This tax year end brings a unique use it or lose it opportunity with 5 April 2009 being the final date to apply for primary or enhanced protection. With HM Revenue and Customs recently confirming many forms are being submitted incorrectly, time is running out to help those high net worth individuals who still need to protect their large pension benefits.
The introduction of the lifetime allowance from April 2006 (A-Day) means high earners face the prospect of a 55% tax charge applying to some of their benefits. By applying for enhanced protection, primary protection or both, that tax bill can be reduced or removed entirely.
Enhanced protection fully protects an individual. But the quid pro quo is that contributions can't be made on their behalf to a defined contribution scheme after A-Day, and they can't build up benefits above a certain restricted level in a defined benefit scheme.
Primary protection safeguards the value of benefits at A-Day increased in line with rises in the lifetime allowance. Anything built up above this level continues to face a 55% tax charge.

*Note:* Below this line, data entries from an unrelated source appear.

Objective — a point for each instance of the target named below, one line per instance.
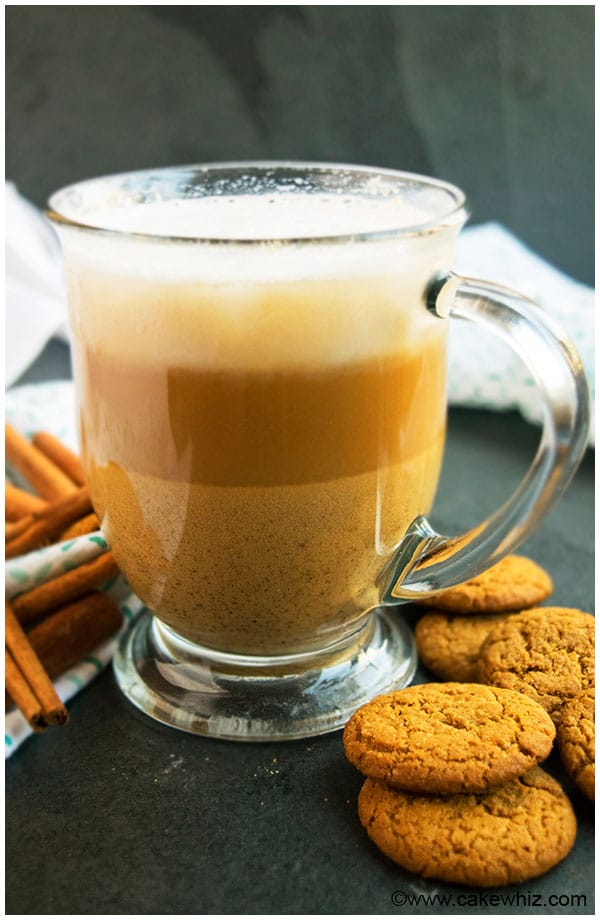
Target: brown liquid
(253, 511)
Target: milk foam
(262, 217)
(254, 306)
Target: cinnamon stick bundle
(47, 525)
(53, 711)
(72, 616)
(18, 503)
(33, 604)
(21, 694)
(63, 458)
(41, 473)
(63, 639)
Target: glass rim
(455, 216)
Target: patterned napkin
(482, 370)
(49, 407)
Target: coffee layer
(244, 429)
(261, 570)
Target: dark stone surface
(499, 99)
(118, 815)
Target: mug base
(255, 698)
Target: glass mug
(259, 356)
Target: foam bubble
(262, 217)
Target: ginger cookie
(512, 833)
(576, 739)
(448, 738)
(448, 644)
(546, 653)
(514, 583)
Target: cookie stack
(453, 788)
(490, 630)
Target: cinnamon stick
(65, 588)
(41, 473)
(87, 524)
(21, 694)
(15, 528)
(54, 712)
(18, 503)
(67, 636)
(49, 523)
(60, 455)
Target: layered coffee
(257, 441)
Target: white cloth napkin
(483, 372)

To apply for protection, a client needs to submit a 'Protection of existing pension rights (APSS 200)' form. The form can be sent or delivered to the Pension Scheme Services unit in Nottingham, or to any local tax office, as long as the form is in HMRC's hands by 5 April.

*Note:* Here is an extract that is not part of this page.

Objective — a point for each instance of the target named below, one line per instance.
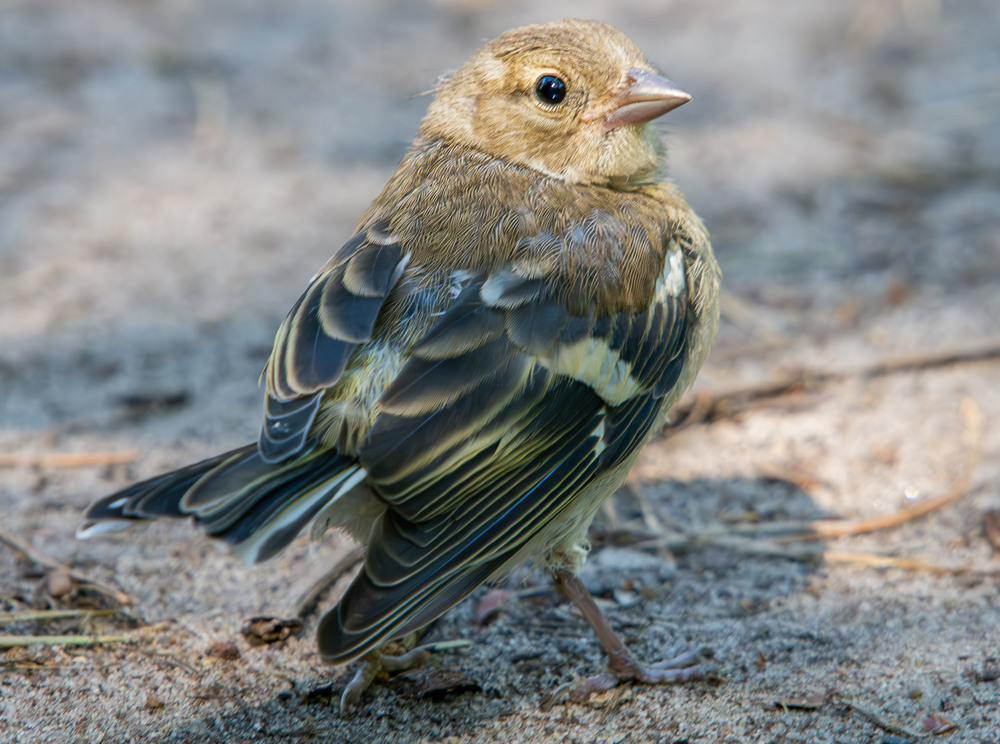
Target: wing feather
(506, 410)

To be an acceptable notification it also needs to be signed, dated and completed in any section starting 'You must'. This may sound as if I'm stating the obvious, but one of the most common reasons HMRC reject forms is that only one box is ticked in the Declaration at Part 5, when both tick boxes need to be completed. Another reason for rejection is that questions requiring completion are left blank - 'N/A' or 'nil' should be used for the avoidance of any doubt.

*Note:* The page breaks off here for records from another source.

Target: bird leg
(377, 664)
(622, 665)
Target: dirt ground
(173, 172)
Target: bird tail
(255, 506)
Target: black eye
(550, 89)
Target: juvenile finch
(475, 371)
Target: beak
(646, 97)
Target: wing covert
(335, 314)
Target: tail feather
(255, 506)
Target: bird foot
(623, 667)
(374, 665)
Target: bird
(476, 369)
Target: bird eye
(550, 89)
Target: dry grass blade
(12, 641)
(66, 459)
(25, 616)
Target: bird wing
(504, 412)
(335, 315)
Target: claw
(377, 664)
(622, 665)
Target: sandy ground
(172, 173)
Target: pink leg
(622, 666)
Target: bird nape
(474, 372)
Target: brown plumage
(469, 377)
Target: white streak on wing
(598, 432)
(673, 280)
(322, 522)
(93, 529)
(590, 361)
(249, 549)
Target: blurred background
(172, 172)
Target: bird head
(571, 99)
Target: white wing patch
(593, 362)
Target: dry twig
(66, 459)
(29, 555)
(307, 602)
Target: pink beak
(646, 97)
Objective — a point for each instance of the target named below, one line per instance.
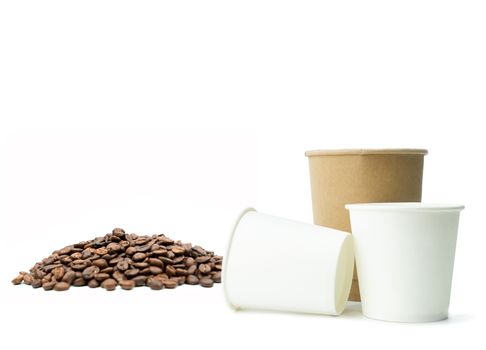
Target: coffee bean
(216, 277)
(36, 283)
(155, 262)
(101, 263)
(154, 270)
(79, 265)
(190, 261)
(192, 270)
(113, 248)
(90, 272)
(49, 285)
(170, 270)
(204, 268)
(191, 279)
(181, 272)
(170, 284)
(140, 265)
(155, 284)
(178, 250)
(206, 282)
(28, 279)
(139, 280)
(109, 284)
(202, 259)
(19, 279)
(100, 277)
(132, 272)
(79, 282)
(61, 286)
(118, 232)
(69, 277)
(127, 284)
(118, 276)
(139, 256)
(126, 259)
(93, 283)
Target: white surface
(172, 116)
(405, 259)
(283, 265)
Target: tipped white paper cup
(405, 257)
(284, 265)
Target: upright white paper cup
(284, 265)
(405, 257)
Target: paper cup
(284, 265)
(339, 177)
(405, 257)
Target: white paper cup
(284, 265)
(405, 257)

Care should also be taken as some questions ask for the same information and conflicting answers will result in the form being rejected. For example, question 3.6 which deals with enhanced protection and question 4.4 covering primary protection ask for the same information.
This year's pre-budget announcement that the lifetime allowance is going to be frozen may also affect any decision to apply for protection. A reasonable expectation was that the lifetime allowance would increase from 2011 onwards in line with prices or earnings. Instead it will remain at £1.8 million until at least 5 April 2016.
If an individual has benefits worth £1.2 million today then a return of 6% after charges would result in them exceeding the frozen lifetime allowance by 2016.
While a return of this level may be challenging in current conditions it wouldn't appear impossible over the next seven years. Bear in mind the option to register for enhanced protection will only apply to those who haven't made any further payments since A-Day.
Only a relatively small number of people have large enough benefits to be affected by the lifetime allowance. But, at the risk of stating the obvious, those who do will be important clients.
People who don't register in time will face an unnecessary tax bill, which could reach tens or hundreds of thousands of pounds. The end of the tax year presents huge planning opportunities. But a simple check to make sure all those who should have applied for protection have made acceptable submissions could be one of the most important financial planning steps of the year.